4 Ways  Atrial fibrillation can kill You

4 Ways Atrial fibrillation can kill You


Whenever a patient develops a disease, a few very basic questions come to his mind immediately.

One of those and the most important question is that “Can this disease be fatal?”.

If you have acquired Atrial fibrillation and want to know that “Can afib kill you?”

You are at the right place.

Because this article explains in detail that if and how afib can be fatal.

The basic aim of this article is to spread awareness about the following points:

  • What are the life threatening complications of afib?
  • What number of people die of these complications?
  • How to recognise that someone has developed these complications, so that timely intervention can be done to improve the outcomes.

Can Afib Kill You?

Atrial fibrillation per se is not a dangerous condition and does not result in the death of a person.

It is both a treatable and curable disease.

But the complications it causes can affect the quality of life and can also cause the death of a person.

Statistics say that it can double the risk of death and can increase the risk of stroke 5 times.

Its incidence increases in the elderly, & after the age of 60, 4% of the population suffers from afib.

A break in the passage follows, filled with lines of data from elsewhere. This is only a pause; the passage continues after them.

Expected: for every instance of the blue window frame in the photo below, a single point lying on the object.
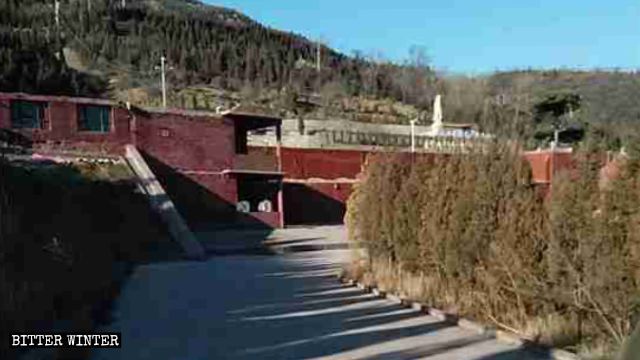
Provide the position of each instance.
(94, 118)
(27, 114)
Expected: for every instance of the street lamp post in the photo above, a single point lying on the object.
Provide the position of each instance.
(164, 81)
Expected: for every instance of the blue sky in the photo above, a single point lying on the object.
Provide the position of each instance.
(467, 36)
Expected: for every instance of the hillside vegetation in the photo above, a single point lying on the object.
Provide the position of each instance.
(68, 235)
(219, 56)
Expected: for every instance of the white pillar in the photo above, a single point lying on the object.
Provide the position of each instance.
(413, 135)
(164, 84)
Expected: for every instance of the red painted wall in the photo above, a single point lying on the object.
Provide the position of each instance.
(61, 126)
(187, 142)
(188, 151)
(321, 163)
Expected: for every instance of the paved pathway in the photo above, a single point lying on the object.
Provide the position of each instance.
(276, 307)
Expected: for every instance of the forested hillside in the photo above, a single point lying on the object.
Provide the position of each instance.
(216, 56)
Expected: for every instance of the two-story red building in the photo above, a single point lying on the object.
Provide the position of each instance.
(201, 158)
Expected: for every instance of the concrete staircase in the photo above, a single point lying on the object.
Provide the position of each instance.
(162, 204)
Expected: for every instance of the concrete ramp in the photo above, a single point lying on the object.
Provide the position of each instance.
(162, 204)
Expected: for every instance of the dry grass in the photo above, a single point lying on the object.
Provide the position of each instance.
(469, 235)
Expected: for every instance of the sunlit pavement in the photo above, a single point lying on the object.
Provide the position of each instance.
(277, 307)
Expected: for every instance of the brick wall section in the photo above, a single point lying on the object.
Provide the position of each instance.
(545, 164)
(187, 142)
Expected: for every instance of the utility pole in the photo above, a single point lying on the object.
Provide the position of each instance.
(163, 70)
(56, 9)
(318, 56)
(413, 135)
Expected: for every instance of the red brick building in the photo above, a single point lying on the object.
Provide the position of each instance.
(201, 158)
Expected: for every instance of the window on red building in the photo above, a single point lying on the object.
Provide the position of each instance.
(27, 114)
(94, 118)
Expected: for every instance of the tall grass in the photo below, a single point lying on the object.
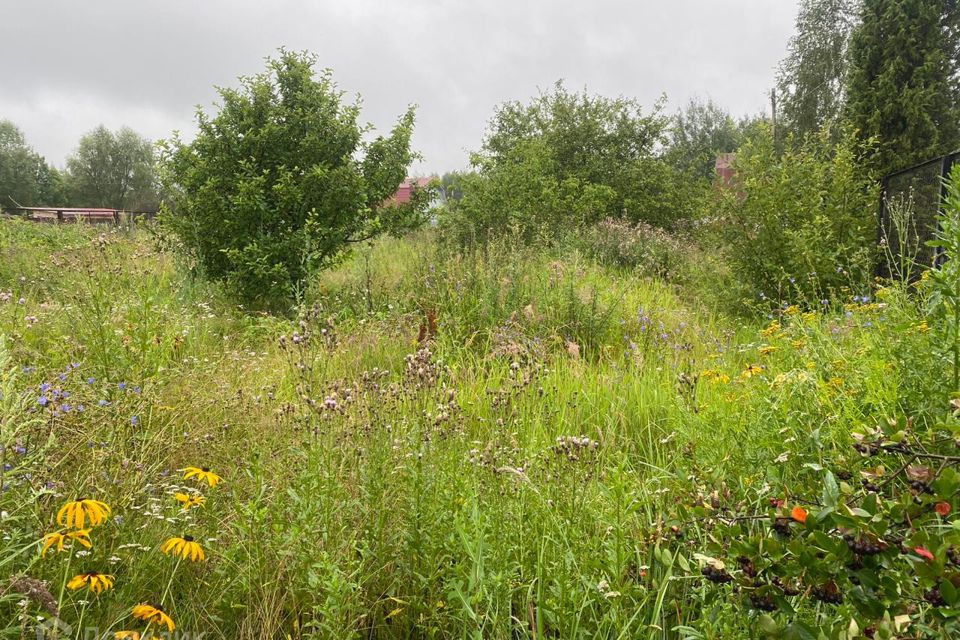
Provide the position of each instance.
(486, 445)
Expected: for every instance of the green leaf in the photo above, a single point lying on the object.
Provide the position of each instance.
(831, 492)
(767, 625)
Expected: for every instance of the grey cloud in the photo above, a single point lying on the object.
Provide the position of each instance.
(68, 66)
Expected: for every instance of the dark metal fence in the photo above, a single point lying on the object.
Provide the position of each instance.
(920, 191)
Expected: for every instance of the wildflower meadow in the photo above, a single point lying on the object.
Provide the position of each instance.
(447, 444)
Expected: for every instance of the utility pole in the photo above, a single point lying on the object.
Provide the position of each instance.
(773, 119)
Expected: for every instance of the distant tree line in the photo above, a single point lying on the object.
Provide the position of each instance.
(109, 169)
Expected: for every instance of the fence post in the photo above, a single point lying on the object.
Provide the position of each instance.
(945, 166)
(881, 226)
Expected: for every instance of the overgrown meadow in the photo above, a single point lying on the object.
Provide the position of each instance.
(503, 443)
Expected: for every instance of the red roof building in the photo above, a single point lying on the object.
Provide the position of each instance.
(402, 196)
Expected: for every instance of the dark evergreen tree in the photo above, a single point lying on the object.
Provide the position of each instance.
(902, 88)
(810, 80)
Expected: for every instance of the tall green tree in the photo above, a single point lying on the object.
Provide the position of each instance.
(116, 170)
(284, 181)
(810, 80)
(570, 140)
(25, 177)
(903, 83)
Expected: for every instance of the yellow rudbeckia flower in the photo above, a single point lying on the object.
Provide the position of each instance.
(75, 514)
(203, 474)
(94, 581)
(150, 613)
(58, 538)
(185, 547)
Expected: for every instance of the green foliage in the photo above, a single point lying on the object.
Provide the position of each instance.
(904, 87)
(444, 444)
(281, 182)
(945, 293)
(116, 170)
(699, 132)
(801, 224)
(566, 159)
(810, 81)
(522, 195)
(877, 558)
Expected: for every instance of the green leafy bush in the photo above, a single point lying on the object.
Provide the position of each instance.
(568, 159)
(281, 182)
(800, 224)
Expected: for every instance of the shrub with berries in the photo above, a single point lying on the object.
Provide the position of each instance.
(879, 558)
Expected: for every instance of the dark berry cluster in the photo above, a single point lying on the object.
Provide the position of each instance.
(920, 487)
(934, 597)
(762, 602)
(747, 566)
(862, 546)
(827, 593)
(716, 576)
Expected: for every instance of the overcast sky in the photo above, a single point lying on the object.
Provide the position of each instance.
(67, 66)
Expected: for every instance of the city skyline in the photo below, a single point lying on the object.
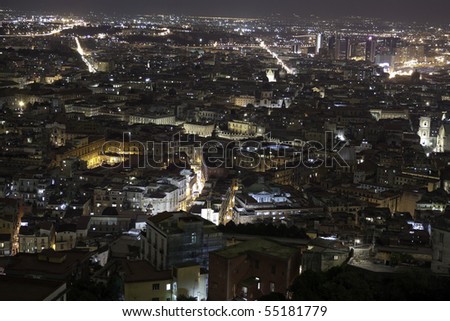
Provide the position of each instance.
(433, 11)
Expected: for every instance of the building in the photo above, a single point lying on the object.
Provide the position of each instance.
(440, 239)
(424, 131)
(323, 255)
(24, 289)
(252, 269)
(175, 238)
(142, 282)
(443, 139)
(245, 128)
(243, 101)
(199, 129)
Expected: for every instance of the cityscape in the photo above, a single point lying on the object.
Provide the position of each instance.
(182, 157)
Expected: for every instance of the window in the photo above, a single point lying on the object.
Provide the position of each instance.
(272, 287)
(440, 256)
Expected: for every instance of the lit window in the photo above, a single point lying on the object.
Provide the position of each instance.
(272, 287)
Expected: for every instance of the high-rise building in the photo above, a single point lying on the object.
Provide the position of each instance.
(424, 130)
(318, 43)
(371, 49)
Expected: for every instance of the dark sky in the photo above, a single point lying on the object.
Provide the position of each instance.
(424, 10)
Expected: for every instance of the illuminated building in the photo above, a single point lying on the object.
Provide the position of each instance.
(424, 130)
(251, 269)
(443, 139)
(175, 238)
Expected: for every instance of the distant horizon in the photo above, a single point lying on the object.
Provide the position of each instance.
(432, 12)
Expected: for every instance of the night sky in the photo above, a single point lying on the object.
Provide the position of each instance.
(424, 11)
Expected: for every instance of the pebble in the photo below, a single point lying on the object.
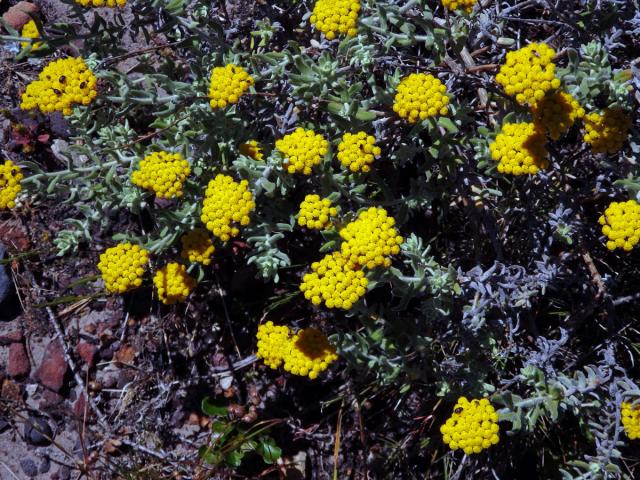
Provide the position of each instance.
(29, 467)
(36, 431)
(5, 281)
(53, 368)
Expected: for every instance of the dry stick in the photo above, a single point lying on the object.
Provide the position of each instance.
(595, 275)
(9, 470)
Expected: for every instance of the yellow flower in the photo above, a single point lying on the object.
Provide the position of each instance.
(173, 283)
(358, 151)
(227, 85)
(420, 96)
(62, 84)
(163, 173)
(371, 239)
(306, 353)
(303, 149)
(472, 427)
(310, 353)
(336, 17)
(30, 30)
(630, 420)
(529, 73)
(122, 267)
(621, 225)
(556, 113)
(273, 344)
(519, 149)
(252, 149)
(335, 281)
(197, 246)
(10, 177)
(315, 212)
(226, 203)
(607, 132)
(466, 5)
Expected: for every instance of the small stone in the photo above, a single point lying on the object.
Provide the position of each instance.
(53, 367)
(45, 465)
(18, 364)
(50, 399)
(11, 337)
(87, 352)
(29, 467)
(37, 432)
(18, 15)
(64, 473)
(11, 391)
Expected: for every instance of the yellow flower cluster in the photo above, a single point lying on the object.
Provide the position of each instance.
(556, 113)
(61, 84)
(173, 283)
(371, 239)
(519, 149)
(420, 96)
(197, 246)
(310, 354)
(252, 149)
(473, 426)
(334, 281)
(466, 5)
(122, 267)
(315, 212)
(30, 30)
(621, 225)
(227, 85)
(336, 16)
(307, 353)
(10, 176)
(302, 150)
(226, 202)
(358, 151)
(529, 73)
(163, 173)
(102, 3)
(630, 419)
(273, 343)
(607, 132)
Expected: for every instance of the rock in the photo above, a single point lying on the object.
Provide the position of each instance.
(37, 431)
(29, 467)
(79, 407)
(18, 364)
(45, 465)
(11, 391)
(64, 473)
(5, 281)
(50, 399)
(18, 15)
(11, 337)
(87, 352)
(53, 367)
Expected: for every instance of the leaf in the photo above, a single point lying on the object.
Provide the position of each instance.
(269, 451)
(209, 456)
(234, 459)
(365, 115)
(447, 124)
(212, 409)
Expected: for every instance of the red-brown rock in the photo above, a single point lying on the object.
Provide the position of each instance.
(18, 364)
(11, 337)
(53, 367)
(87, 352)
(18, 15)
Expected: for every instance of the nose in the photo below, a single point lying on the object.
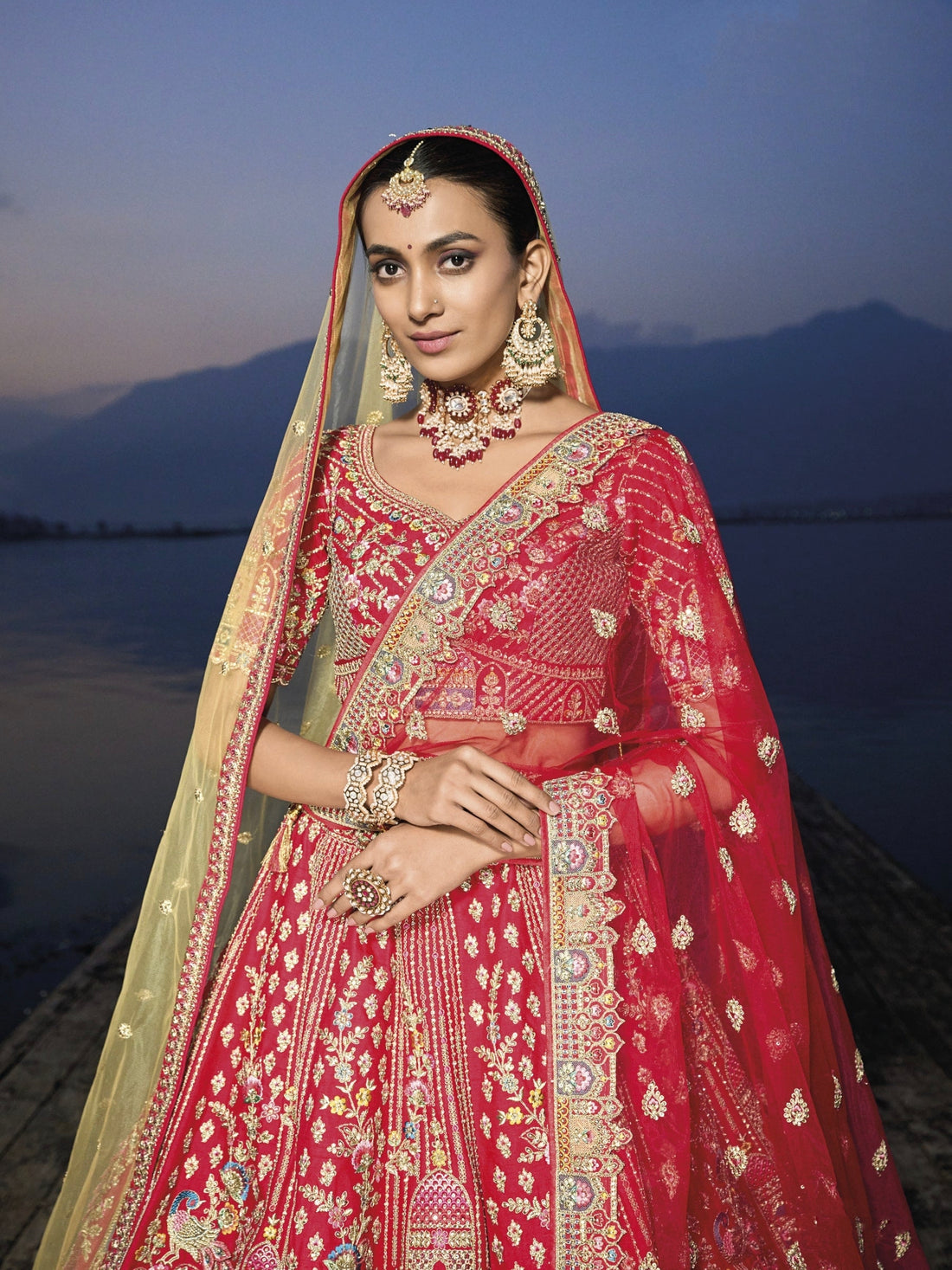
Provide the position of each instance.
(423, 301)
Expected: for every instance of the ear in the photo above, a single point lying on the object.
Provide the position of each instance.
(533, 271)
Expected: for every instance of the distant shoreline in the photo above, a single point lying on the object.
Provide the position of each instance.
(32, 529)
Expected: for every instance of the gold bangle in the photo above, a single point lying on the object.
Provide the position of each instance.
(383, 810)
(358, 777)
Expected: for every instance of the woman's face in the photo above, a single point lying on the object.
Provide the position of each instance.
(446, 282)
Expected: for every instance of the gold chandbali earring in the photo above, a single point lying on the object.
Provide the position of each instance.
(396, 375)
(528, 358)
(407, 190)
(461, 423)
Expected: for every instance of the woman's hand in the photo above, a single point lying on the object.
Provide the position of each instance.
(467, 790)
(418, 865)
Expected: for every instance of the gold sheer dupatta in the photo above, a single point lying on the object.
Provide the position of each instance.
(218, 831)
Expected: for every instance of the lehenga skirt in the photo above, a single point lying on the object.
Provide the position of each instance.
(373, 1101)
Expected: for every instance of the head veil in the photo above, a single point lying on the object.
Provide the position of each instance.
(218, 831)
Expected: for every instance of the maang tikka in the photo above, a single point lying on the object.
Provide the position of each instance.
(396, 375)
(528, 358)
(407, 190)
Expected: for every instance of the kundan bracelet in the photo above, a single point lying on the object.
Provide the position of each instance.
(388, 791)
(381, 810)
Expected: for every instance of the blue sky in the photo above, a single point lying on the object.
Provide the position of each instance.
(169, 171)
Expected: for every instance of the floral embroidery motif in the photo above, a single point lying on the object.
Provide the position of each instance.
(692, 719)
(688, 624)
(737, 1160)
(585, 1022)
(607, 720)
(503, 616)
(796, 1110)
(691, 531)
(682, 933)
(654, 1103)
(677, 448)
(642, 938)
(743, 819)
(682, 781)
(595, 516)
(606, 624)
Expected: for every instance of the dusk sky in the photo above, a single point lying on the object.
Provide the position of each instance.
(170, 171)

Now let’s see what those complications are and how they are linked to atrial fibrillation & mortality.

Thromboembolic phenomenon

One of the key complications afib does is thromboembolism.

In simple words, it is the formation of blood clots within the circulatory system.

Under normal circumstances, blood clots do form within the circulation but there are mechanisms in the body that immediately dissolve those clots.

If these clots are not dissolved, they can travel and occlude the blood vessel of any organ thus compromising its blood supply.

Now, what happens in afib that promotes clot formation?

Remember Virchow’s triad?

Rudolf Virchow, a scientist from berlin in the 19th century described the factors that can promote clot formation within the venous system of the human body.

The same factors hold true for clot formation in the arterial system as well.

These include:

  • Stasis of blood
  • Hypercoagulability (different disease conditions that promote clot formation)
  • Endothelial injury (damage to the wall of the blood vessel)

Afib causes almost all 3 of them in some way or the other.

What happens in afib is that the atria of the heart do not contract properly and effectively.

Also, after chronic afib, the atria get dilated.

This promotes stasis of blood within the atrial chamber and ultimately results in clot formation.

In addition, the sluggish blood flow in the atria may also cause endothelial damage in the blood vessels of the lungs.

Also, data has suggested afib to be a hyper-coagulable state secondary to inflammation.

This has been supported by the presence of high levels of C-reactive protein (CRP) and interleukin-6 (IL-6) in patients with afib. [1]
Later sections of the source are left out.